The bigger issue affecting demand for muni bonds is the change in tax rates. With lower marginal tax rates, tax-free income is relatively less valuable. The lowering of the top bracket to 37 percent, from 39.6 percent, may diminish demand slightly in the high-net-worth market segment, but most analysts believe the impact will be muted.
“The need for income hasn’t changed for retail investors and retirees,” said Hayes at BlackRock, which currently manages $129 billion in its muni bond funds. “People also see municipal bonds as a safe investment.”

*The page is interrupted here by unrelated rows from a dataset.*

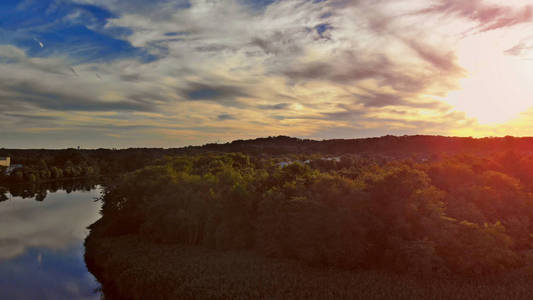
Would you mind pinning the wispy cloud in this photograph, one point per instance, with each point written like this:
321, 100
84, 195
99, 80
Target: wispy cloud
177, 70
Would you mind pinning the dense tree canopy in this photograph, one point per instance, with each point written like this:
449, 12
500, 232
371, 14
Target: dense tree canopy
455, 215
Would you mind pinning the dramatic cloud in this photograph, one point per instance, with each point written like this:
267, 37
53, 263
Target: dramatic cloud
176, 72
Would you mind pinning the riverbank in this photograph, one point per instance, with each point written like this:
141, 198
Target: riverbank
134, 269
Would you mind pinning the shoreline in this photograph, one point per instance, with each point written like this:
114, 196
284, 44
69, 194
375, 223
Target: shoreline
130, 268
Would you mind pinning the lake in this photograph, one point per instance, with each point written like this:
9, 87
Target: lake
42, 229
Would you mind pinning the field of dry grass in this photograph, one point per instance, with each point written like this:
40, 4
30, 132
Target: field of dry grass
138, 270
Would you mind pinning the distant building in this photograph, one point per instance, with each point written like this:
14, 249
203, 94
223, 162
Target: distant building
5, 162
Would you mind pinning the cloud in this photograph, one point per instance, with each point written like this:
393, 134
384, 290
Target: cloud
487, 16
175, 72
226, 117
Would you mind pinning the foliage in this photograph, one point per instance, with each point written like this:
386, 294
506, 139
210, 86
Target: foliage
456, 215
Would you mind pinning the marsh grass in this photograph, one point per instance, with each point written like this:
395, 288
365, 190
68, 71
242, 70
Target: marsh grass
136, 269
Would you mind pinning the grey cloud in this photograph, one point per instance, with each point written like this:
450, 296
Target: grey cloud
34, 94
226, 94
377, 99
279, 106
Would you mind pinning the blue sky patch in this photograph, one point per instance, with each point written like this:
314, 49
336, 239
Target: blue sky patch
55, 27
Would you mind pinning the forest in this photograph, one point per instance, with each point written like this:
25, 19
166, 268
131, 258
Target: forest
455, 215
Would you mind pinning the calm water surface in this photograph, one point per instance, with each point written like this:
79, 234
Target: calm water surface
41, 243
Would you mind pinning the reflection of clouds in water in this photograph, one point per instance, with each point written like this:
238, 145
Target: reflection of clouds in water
57, 223
60, 275
41, 247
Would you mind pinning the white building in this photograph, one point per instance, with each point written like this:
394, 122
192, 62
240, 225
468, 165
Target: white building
5, 162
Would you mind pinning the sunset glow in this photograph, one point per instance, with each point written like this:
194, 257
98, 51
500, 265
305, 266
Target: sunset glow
172, 73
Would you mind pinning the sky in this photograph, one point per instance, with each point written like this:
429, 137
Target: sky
171, 73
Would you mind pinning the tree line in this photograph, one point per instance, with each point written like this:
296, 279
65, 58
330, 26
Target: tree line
458, 214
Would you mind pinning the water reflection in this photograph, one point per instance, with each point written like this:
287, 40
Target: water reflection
42, 228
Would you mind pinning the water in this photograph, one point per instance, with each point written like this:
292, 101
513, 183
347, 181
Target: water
42, 230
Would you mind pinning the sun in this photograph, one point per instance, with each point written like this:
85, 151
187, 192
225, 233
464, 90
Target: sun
497, 87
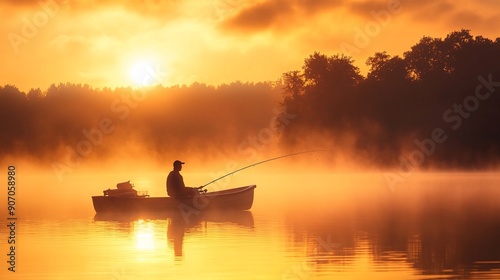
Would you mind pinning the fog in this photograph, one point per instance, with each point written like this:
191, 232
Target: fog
433, 110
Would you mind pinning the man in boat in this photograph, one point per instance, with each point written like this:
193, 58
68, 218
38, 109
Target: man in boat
175, 183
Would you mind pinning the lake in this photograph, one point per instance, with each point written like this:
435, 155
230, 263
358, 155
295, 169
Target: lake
302, 226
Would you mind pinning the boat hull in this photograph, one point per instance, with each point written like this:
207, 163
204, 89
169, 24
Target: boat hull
233, 199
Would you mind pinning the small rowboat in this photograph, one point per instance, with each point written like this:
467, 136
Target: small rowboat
123, 201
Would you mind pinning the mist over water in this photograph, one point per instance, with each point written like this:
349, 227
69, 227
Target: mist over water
306, 221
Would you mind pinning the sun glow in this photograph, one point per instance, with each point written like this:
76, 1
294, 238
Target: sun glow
143, 73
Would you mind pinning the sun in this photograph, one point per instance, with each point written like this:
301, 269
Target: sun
143, 73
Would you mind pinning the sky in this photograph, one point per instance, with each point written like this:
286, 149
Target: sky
115, 43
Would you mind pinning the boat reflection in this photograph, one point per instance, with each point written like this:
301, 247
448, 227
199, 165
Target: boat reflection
177, 225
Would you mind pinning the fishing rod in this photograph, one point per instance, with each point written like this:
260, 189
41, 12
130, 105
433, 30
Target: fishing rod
260, 162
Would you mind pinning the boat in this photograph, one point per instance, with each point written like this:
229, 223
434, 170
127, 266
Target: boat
125, 199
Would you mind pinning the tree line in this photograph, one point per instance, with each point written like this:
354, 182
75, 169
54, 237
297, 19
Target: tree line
437, 105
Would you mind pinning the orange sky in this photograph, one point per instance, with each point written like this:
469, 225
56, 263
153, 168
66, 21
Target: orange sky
212, 41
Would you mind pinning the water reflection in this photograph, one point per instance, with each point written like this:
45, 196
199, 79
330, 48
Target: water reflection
144, 226
443, 233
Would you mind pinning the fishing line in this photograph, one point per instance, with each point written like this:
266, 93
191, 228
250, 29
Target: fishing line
260, 162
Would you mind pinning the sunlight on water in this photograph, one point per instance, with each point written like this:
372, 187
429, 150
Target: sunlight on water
347, 226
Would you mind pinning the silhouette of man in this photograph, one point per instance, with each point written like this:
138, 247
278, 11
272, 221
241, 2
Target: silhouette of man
175, 183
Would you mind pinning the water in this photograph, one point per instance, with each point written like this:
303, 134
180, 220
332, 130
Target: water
432, 226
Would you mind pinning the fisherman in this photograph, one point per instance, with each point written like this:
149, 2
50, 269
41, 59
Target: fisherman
175, 183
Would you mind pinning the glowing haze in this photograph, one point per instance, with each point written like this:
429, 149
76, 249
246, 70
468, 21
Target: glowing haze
105, 43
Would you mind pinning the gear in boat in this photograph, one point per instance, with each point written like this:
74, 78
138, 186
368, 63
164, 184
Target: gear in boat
125, 189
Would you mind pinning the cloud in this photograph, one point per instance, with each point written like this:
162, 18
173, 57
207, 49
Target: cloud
276, 13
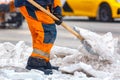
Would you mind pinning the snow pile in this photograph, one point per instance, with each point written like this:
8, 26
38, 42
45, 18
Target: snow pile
75, 64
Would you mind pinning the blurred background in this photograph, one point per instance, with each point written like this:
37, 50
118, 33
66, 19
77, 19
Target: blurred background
99, 16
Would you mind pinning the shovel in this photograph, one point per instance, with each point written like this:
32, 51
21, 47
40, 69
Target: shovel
87, 46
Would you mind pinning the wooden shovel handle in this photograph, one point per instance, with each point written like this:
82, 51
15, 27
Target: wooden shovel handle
55, 18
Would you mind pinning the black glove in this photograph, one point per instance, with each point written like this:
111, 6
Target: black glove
57, 12
59, 16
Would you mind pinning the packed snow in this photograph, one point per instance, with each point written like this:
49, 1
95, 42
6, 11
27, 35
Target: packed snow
75, 64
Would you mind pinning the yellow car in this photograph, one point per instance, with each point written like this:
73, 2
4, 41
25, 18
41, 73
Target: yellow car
103, 10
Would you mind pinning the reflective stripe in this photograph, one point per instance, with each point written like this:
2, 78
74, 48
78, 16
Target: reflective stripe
41, 53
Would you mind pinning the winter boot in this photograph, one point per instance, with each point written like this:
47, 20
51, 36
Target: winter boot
39, 64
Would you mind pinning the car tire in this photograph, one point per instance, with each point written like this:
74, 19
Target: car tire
92, 19
105, 13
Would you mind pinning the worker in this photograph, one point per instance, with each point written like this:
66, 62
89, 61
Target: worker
43, 31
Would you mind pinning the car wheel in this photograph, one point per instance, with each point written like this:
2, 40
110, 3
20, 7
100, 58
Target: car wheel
92, 19
105, 13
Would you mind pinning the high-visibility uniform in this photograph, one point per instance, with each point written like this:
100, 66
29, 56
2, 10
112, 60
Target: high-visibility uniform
42, 27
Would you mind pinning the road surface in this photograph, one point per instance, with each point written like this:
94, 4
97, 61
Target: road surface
64, 38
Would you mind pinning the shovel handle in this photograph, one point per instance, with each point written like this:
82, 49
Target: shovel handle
55, 18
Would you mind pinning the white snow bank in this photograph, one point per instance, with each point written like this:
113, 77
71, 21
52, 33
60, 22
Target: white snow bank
75, 64
105, 46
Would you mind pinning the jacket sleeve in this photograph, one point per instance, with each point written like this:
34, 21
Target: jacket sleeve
57, 7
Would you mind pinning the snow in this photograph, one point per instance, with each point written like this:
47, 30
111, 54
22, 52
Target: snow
75, 64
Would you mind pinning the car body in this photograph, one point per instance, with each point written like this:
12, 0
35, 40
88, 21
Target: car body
103, 10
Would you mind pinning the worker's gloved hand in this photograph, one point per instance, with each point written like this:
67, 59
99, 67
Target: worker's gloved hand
59, 16
57, 13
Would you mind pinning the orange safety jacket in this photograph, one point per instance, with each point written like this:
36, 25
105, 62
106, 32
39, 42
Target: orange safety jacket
42, 27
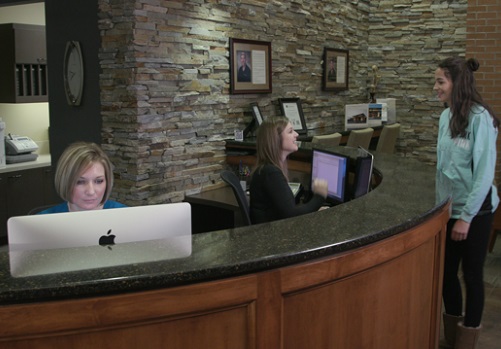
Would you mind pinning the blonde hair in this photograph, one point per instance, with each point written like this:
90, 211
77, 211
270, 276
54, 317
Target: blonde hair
75, 160
269, 144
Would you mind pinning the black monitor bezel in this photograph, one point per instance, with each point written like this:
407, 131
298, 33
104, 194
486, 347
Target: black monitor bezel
331, 199
367, 182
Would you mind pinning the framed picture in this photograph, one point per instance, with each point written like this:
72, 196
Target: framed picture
292, 110
250, 66
256, 112
336, 68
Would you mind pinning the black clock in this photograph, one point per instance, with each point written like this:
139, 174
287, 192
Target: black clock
73, 73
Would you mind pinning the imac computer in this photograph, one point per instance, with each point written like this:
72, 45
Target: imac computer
332, 167
363, 173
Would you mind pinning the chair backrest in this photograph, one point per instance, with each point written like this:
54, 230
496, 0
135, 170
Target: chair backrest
232, 179
360, 138
332, 139
388, 138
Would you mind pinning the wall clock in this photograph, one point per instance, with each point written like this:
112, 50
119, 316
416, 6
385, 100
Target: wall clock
73, 73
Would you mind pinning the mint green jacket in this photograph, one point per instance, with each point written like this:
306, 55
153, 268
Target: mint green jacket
466, 166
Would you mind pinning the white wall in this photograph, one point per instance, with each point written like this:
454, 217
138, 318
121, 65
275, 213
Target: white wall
26, 119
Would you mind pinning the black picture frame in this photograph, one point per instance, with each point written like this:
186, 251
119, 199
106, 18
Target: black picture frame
257, 57
336, 69
256, 113
292, 109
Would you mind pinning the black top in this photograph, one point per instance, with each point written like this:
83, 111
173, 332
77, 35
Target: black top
271, 197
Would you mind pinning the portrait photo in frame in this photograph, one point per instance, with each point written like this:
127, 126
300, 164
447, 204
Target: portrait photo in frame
292, 110
256, 112
250, 66
336, 69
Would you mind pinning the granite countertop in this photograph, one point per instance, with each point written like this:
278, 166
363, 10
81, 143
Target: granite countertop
405, 198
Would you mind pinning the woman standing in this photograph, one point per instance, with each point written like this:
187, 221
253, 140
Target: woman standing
270, 195
466, 160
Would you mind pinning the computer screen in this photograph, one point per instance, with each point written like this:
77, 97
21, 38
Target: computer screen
363, 173
333, 168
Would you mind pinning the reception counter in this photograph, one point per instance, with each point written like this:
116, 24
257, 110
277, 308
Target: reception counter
364, 274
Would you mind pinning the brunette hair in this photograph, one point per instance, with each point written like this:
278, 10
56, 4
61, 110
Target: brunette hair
269, 144
464, 93
75, 160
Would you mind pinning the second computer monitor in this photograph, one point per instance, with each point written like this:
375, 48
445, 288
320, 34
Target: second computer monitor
333, 168
363, 173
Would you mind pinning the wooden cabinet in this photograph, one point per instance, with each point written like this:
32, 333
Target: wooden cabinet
23, 63
20, 191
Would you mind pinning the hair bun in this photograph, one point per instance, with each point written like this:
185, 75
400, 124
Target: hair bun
472, 64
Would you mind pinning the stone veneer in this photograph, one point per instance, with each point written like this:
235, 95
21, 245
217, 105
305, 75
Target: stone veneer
165, 98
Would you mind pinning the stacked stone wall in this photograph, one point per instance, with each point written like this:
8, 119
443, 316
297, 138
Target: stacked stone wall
165, 82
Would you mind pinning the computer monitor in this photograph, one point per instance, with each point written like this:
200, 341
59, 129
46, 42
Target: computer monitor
332, 167
363, 173
64, 242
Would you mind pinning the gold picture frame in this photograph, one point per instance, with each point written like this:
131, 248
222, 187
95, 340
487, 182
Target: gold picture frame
250, 66
336, 69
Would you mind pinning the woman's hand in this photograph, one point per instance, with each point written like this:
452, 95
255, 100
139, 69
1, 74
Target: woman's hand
320, 187
460, 230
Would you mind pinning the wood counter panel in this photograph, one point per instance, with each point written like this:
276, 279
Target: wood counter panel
383, 295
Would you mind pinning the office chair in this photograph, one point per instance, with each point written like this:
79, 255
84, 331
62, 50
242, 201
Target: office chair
388, 138
360, 138
232, 179
332, 139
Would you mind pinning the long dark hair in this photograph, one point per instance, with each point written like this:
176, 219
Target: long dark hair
464, 93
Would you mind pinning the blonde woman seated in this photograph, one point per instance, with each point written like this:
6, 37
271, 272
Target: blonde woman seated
270, 195
83, 179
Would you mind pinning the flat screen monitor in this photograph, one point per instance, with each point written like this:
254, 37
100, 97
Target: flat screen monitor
332, 167
72, 241
363, 173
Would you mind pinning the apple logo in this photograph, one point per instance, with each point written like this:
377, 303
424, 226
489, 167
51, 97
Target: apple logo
107, 240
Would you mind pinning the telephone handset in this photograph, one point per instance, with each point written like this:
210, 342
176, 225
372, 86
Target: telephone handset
15, 145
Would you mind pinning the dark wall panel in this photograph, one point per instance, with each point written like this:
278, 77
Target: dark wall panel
65, 21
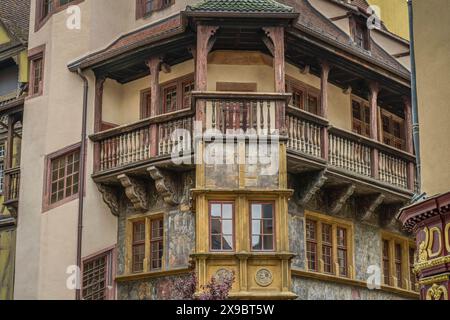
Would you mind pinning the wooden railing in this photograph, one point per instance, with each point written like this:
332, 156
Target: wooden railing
142, 140
305, 132
350, 155
312, 136
225, 111
12, 185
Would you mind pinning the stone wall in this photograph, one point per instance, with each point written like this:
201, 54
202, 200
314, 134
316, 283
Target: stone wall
179, 232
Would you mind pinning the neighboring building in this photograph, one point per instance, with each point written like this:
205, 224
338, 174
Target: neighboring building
335, 93
429, 220
394, 14
14, 18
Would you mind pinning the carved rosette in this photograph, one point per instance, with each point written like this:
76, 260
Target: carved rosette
109, 195
264, 277
136, 191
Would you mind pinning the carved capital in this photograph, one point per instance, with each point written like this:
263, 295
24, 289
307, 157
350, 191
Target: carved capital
369, 204
340, 197
136, 191
164, 186
110, 197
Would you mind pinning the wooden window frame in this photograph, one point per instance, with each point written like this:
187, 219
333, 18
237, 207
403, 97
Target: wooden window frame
110, 254
41, 20
274, 225
320, 220
307, 91
35, 54
157, 5
179, 83
233, 222
365, 107
407, 246
393, 118
356, 22
313, 242
46, 205
147, 267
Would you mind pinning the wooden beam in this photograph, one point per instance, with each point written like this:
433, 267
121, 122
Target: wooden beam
312, 182
341, 197
98, 103
135, 191
324, 73
164, 186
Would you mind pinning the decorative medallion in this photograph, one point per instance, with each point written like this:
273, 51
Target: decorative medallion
264, 277
437, 292
222, 274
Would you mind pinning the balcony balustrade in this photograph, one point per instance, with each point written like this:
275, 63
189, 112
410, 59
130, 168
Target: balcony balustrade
308, 135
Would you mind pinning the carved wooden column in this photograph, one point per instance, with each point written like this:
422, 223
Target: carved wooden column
98, 116
205, 42
276, 36
154, 65
409, 141
373, 105
325, 71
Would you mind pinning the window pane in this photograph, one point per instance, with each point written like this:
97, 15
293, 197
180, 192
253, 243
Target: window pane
227, 227
227, 242
216, 226
268, 242
216, 242
216, 210
257, 242
227, 211
256, 211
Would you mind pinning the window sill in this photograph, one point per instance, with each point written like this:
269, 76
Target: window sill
152, 274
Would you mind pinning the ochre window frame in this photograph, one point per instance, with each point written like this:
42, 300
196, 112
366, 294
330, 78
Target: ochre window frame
233, 222
274, 224
179, 83
406, 246
37, 53
46, 202
364, 104
110, 254
307, 91
390, 135
41, 20
335, 223
148, 218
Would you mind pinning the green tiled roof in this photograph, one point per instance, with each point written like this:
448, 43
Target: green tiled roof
241, 6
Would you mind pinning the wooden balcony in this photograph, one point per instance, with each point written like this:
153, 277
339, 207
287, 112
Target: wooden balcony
346, 153
312, 143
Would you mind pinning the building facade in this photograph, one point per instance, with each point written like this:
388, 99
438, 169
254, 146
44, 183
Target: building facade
429, 219
309, 84
14, 18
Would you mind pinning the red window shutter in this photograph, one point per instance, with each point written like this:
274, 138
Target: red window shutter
140, 9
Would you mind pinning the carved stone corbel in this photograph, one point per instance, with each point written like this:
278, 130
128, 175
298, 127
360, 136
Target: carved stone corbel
390, 213
369, 204
163, 186
136, 191
110, 197
340, 197
315, 181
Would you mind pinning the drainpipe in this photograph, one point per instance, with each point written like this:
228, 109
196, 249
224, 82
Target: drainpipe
414, 101
82, 177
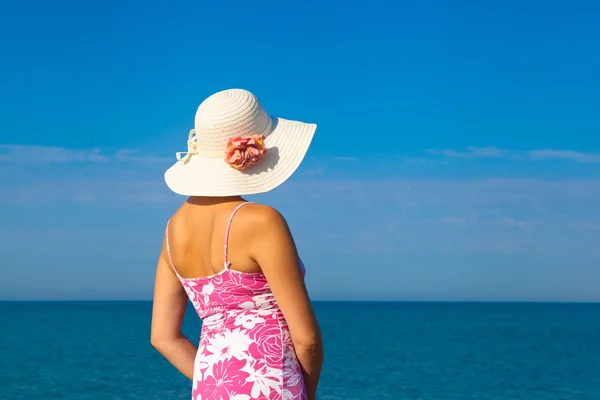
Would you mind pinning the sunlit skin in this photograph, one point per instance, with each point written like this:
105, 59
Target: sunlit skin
259, 241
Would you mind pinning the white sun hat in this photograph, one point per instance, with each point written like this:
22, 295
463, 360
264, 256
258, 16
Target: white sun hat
203, 170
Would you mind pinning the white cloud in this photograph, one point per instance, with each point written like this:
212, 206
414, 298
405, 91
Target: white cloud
564, 155
472, 152
49, 154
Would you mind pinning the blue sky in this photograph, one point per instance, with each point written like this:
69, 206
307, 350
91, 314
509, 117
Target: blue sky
487, 110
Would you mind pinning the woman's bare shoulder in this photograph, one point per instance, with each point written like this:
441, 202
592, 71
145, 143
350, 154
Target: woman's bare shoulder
263, 220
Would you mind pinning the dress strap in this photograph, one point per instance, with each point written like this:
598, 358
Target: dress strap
227, 232
169, 249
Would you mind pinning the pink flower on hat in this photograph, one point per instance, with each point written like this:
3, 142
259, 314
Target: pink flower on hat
242, 152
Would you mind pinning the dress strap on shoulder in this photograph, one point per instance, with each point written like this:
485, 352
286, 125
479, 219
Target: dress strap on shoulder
169, 249
227, 232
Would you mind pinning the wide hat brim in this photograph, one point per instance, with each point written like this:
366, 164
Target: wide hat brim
286, 144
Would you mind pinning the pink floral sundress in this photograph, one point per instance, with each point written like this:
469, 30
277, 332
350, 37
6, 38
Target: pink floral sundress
245, 350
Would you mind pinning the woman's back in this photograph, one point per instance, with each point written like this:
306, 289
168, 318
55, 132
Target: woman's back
237, 262
245, 347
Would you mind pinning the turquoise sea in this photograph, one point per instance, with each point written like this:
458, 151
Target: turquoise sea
436, 351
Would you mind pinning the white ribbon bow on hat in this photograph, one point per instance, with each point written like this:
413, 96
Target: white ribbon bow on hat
184, 156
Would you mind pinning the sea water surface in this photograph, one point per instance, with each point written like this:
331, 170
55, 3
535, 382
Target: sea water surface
436, 351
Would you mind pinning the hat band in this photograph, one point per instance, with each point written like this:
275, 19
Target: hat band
193, 149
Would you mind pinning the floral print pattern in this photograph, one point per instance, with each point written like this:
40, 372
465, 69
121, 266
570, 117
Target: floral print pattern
245, 350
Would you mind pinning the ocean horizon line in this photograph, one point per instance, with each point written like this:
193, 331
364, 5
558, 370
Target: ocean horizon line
363, 301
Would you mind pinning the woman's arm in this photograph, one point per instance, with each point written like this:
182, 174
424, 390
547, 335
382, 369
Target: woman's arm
273, 248
168, 310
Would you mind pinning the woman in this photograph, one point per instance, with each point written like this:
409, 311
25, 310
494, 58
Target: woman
236, 261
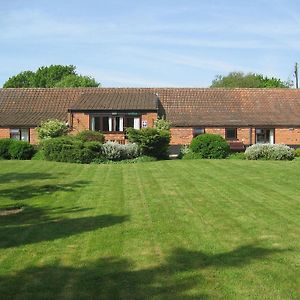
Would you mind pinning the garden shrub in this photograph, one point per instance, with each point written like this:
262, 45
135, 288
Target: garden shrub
192, 155
115, 151
4, 146
162, 124
151, 141
297, 152
237, 155
90, 136
52, 129
210, 146
67, 149
20, 150
269, 152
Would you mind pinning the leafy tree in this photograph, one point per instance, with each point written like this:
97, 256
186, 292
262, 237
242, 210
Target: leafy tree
22, 80
52, 129
77, 81
52, 76
250, 80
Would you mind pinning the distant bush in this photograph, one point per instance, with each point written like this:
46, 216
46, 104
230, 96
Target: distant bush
151, 141
140, 159
297, 152
192, 155
67, 149
52, 129
210, 146
269, 152
237, 155
39, 155
20, 150
162, 124
4, 146
90, 136
115, 151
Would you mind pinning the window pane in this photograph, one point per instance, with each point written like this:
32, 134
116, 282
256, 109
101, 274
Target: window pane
116, 124
129, 122
105, 124
198, 131
25, 135
137, 123
231, 133
15, 134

The changes on the corporate side of the demand equation, however, could have a bigger impact. With the corporate tax rate reduced to 20 percent, down from 35 percent, both Hayes at BlackRock and Hession of Riverbend Capital Advisors expect the banks and insurance companies that make up about 30 percent of the market will now have less interest in tax-free bonds.
“We’ll likely see diminished appetite for tax-free bonds on the institutional side,” said Hession. “There will still be interest in munis from institutions, but this will impact demand.”
Hayes at BlackRock said there is already evidence that banks and insurance companies are reallocating assets from municipal to investment-grade bonds.
One potentially mitigating factor is an increase in demand for munis in high-tax states such as New York and California. Because the tax bill capped the deductibility of state and local income taxes at $10,000 per individual, taxpayers in those states will be looking to maximize other deductions and minimize taxable income. Municipal bonds in those states already have been outperforming the market.